Alright, so, depending now, here's the key.  We talked about how important astronomical detectors were, cameras and photographic film, because they can measure brightness, they can capture that information that photometry.  So if we can measure the brightness of stars in the sky,

and if we know how bright that star really is, like, we have some way of measuring its actual brightness… if I were standing right there, how bright would it be?  And we give that a word, we call that the luminosity of the star.


So if you know the luminosity of the star, and you know how bright it looks in your sky, well, then you can calculate, you say, “Well it looks like 1000 times fainter than its luminosity.  So it must be this distance away.”  You can calculate that.  So this allows us to calculate the distance to objects that are much further away.  And we'll see that this concept, the inverse square law of light, is going to come up again and again, as we talk about measuring distances out into space.

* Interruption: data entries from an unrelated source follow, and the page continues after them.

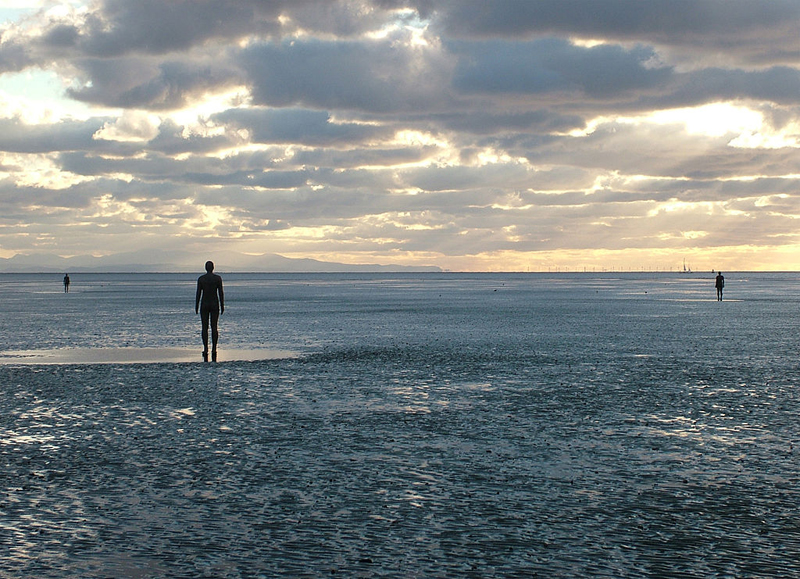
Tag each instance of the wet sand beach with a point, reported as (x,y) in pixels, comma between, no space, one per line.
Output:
(418,426)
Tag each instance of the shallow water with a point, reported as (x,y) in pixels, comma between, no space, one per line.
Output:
(607,425)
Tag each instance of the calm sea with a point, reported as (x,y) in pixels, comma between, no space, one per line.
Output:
(419,425)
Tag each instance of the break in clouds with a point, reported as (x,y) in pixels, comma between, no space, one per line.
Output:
(466,134)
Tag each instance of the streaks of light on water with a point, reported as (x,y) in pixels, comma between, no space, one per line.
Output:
(557,427)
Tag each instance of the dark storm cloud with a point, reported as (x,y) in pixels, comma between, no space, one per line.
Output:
(445,126)
(554,65)
(363,75)
(148,83)
(673,21)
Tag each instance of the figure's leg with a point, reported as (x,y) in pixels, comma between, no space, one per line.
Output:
(204,315)
(214,329)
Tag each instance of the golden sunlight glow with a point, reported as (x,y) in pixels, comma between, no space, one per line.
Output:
(713,120)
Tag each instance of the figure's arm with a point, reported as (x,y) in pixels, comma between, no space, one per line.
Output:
(197,297)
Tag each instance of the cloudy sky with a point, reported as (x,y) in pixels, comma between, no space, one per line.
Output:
(472,135)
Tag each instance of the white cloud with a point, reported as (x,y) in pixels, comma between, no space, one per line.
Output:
(448,130)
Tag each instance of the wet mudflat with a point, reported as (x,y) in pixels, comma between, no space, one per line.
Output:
(429,426)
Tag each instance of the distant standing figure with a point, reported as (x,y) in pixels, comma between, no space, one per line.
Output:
(209,288)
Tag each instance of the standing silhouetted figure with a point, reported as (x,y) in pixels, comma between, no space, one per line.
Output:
(209,288)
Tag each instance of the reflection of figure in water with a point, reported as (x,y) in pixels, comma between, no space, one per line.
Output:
(209,287)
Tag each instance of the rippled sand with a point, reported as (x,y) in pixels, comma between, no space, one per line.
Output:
(523,434)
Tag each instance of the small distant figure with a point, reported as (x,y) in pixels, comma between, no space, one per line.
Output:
(209,288)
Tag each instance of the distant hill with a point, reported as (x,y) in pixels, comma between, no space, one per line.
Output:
(155,261)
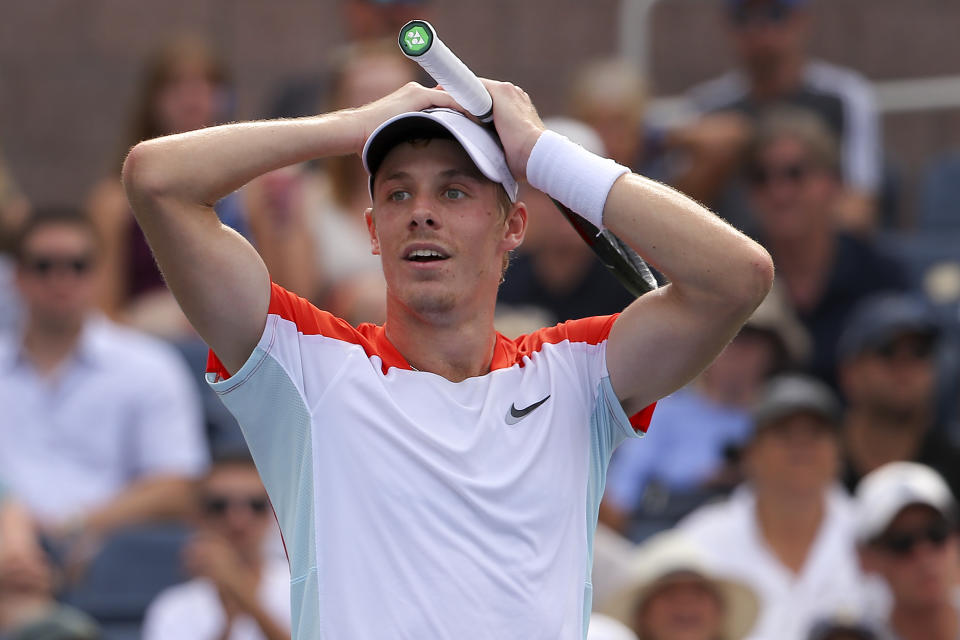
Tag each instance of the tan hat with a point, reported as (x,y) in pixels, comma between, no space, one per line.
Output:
(671,553)
(776,317)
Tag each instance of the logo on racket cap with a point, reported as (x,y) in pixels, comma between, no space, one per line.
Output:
(416,38)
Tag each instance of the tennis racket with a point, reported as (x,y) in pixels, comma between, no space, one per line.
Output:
(419,42)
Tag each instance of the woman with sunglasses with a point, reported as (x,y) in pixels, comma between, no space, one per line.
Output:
(239,592)
(908,535)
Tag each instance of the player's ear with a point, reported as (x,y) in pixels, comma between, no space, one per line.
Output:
(515,226)
(372,229)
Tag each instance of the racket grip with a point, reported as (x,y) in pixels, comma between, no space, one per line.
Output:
(446,68)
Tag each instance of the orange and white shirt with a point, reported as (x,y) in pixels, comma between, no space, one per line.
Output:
(415,507)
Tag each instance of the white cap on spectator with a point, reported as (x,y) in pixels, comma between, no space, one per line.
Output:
(886,491)
(668,556)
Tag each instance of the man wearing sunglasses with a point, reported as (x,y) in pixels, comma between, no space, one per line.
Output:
(888,374)
(792,171)
(100,427)
(906,519)
(238,592)
(770,40)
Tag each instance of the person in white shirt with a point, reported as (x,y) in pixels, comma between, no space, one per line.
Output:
(432,471)
(240,591)
(788,531)
(907,533)
(673,594)
(101,426)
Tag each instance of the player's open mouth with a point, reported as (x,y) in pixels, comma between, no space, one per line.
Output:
(425,255)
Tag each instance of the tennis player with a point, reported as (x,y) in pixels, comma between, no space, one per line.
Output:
(432,478)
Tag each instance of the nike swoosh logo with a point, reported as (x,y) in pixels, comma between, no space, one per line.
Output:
(516,415)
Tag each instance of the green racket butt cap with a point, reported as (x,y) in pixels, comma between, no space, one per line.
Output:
(416,37)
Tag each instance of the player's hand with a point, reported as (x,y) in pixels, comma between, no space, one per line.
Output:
(410,97)
(518,124)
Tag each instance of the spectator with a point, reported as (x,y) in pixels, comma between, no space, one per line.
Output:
(691,452)
(100,427)
(788,532)
(27,608)
(888,375)
(674,595)
(239,592)
(610,96)
(907,531)
(770,39)
(554,270)
(184,86)
(792,166)
(363,21)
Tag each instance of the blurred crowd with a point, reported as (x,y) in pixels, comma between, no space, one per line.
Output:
(801,488)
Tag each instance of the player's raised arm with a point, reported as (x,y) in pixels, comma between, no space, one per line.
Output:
(717,275)
(172,183)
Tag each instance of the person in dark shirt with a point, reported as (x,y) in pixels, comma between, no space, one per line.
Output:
(770,40)
(794,185)
(887,373)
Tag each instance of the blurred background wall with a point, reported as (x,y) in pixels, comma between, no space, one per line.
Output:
(68,67)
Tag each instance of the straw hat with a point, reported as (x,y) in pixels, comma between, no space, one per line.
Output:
(669,554)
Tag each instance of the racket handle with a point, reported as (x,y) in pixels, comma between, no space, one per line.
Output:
(419,42)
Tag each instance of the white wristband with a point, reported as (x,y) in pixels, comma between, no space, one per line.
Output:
(569,173)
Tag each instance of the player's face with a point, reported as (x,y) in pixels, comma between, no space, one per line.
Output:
(235,506)
(439,228)
(917,556)
(57,275)
(683,609)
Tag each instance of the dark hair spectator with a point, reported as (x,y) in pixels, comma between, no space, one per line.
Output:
(101,427)
(238,590)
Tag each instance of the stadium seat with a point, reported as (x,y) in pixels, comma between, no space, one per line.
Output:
(128,573)
(940,195)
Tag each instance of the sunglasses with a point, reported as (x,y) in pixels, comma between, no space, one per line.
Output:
(747,15)
(902,543)
(44,266)
(921,349)
(796,173)
(218,506)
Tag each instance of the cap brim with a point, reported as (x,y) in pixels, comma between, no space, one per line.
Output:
(481,146)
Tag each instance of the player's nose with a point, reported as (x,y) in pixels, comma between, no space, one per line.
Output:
(423,216)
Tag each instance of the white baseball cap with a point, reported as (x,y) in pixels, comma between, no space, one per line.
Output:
(885,491)
(480,143)
(672,555)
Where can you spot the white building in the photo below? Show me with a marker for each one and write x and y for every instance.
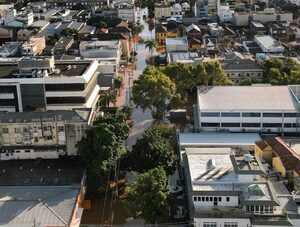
(176, 45)
(260, 108)
(232, 188)
(176, 11)
(225, 14)
(42, 83)
(268, 44)
(46, 135)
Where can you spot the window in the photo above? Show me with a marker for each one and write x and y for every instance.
(210, 114)
(230, 224)
(272, 114)
(272, 125)
(290, 114)
(251, 125)
(209, 224)
(17, 130)
(250, 114)
(210, 124)
(233, 125)
(5, 130)
(230, 114)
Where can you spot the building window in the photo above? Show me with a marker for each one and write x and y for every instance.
(209, 224)
(210, 114)
(230, 114)
(272, 125)
(5, 130)
(272, 114)
(232, 125)
(18, 130)
(230, 224)
(250, 114)
(210, 124)
(290, 114)
(251, 125)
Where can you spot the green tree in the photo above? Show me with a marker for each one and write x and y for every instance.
(154, 149)
(106, 98)
(150, 44)
(102, 148)
(137, 29)
(155, 91)
(149, 194)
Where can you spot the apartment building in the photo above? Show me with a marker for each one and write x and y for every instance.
(46, 135)
(267, 15)
(40, 82)
(34, 46)
(257, 108)
(233, 188)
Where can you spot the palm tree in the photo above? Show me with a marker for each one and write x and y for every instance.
(106, 98)
(150, 44)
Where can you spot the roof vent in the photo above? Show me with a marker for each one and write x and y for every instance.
(211, 164)
(248, 158)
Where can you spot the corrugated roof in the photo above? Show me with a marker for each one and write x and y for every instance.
(248, 98)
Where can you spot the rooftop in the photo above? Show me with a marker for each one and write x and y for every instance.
(52, 172)
(80, 115)
(223, 139)
(247, 98)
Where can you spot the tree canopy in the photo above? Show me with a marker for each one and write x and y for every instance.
(102, 148)
(155, 91)
(149, 194)
(155, 149)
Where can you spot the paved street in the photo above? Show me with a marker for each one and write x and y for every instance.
(142, 120)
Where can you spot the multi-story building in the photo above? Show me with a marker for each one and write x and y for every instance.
(46, 135)
(68, 4)
(229, 187)
(108, 50)
(34, 46)
(257, 108)
(238, 70)
(268, 44)
(42, 83)
(162, 11)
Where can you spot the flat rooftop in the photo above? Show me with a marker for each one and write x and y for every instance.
(54, 172)
(81, 115)
(216, 138)
(77, 69)
(247, 98)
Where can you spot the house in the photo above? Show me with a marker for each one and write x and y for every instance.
(41, 83)
(86, 32)
(34, 46)
(176, 11)
(268, 44)
(9, 49)
(193, 31)
(162, 33)
(33, 193)
(105, 50)
(238, 70)
(46, 135)
(176, 45)
(228, 187)
(162, 11)
(256, 108)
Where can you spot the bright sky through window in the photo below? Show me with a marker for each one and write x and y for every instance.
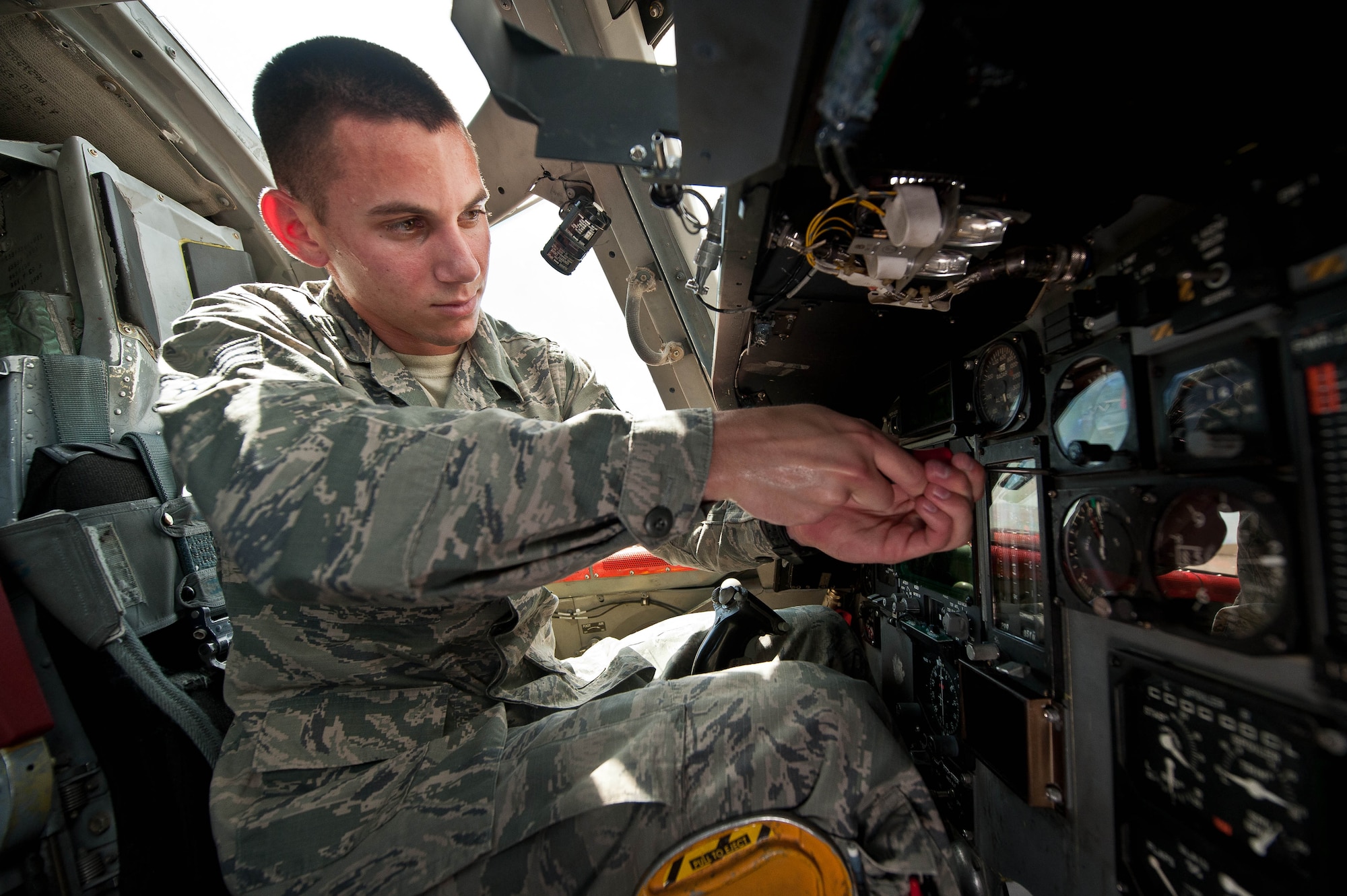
(236, 39)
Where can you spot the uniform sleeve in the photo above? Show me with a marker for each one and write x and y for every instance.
(316, 490)
(725, 540)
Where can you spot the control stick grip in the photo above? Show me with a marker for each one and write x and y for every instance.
(740, 618)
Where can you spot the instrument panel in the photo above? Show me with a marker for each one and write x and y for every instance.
(1150, 477)
(1205, 559)
(1248, 786)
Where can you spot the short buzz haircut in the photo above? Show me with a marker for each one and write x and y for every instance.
(308, 86)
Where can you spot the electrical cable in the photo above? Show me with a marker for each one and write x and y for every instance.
(688, 215)
(608, 606)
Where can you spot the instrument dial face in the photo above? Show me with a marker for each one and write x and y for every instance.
(944, 699)
(1098, 551)
(1224, 557)
(1000, 386)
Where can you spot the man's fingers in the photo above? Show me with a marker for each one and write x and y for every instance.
(949, 514)
(942, 474)
(977, 475)
(903, 470)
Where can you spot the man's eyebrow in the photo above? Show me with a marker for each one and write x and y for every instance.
(399, 207)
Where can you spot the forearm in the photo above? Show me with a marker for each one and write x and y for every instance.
(316, 490)
(728, 540)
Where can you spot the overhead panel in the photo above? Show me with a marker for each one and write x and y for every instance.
(587, 108)
(736, 75)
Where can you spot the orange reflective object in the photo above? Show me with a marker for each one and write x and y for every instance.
(631, 561)
(764, 855)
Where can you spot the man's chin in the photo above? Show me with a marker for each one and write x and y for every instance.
(452, 330)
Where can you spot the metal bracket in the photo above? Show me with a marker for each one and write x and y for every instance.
(587, 108)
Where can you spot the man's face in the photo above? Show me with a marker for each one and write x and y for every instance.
(406, 232)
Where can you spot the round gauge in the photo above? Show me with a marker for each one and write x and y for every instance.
(944, 699)
(1213, 411)
(1092, 411)
(1000, 389)
(1098, 551)
(1224, 557)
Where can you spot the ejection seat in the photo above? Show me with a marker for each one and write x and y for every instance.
(108, 567)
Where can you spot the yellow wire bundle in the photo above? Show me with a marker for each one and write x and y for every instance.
(824, 223)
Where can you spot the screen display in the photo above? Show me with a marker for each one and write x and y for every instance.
(1092, 409)
(949, 571)
(1222, 556)
(1216, 411)
(929, 404)
(1018, 575)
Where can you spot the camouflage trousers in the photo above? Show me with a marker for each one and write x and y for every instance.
(809, 738)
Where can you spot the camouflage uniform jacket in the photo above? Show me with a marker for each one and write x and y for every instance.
(385, 561)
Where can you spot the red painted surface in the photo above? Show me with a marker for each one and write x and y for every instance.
(24, 710)
(1183, 584)
(632, 561)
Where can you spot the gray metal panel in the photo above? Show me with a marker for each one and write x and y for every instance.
(674, 267)
(178, 96)
(34, 250)
(632, 248)
(736, 75)
(215, 268)
(26, 425)
(746, 215)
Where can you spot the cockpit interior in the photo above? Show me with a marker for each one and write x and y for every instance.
(1098, 248)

Okay, cool. So, if we take these distance measurements, and we look back at a constellation like Orion, then you get a diagram like the fifth picture in our gallery, which is from our perspective on Earth, you know, we see the sky as a flat dome above us.  And so the Orion constellation, for example, looks like this thing that's on the flat dome.  But in reality, the stars are all very different distances away.  In fact, they're totally unrelated to each other.  And so measuring distance allows us to get that third dimension in outer space, and allows us to start to build a bigger, better model of what outer space looks like, like truly.  And we can extend that further out, eventually to galaxies and our entire universe as you try to get a real clear picture of what this universe really looks like.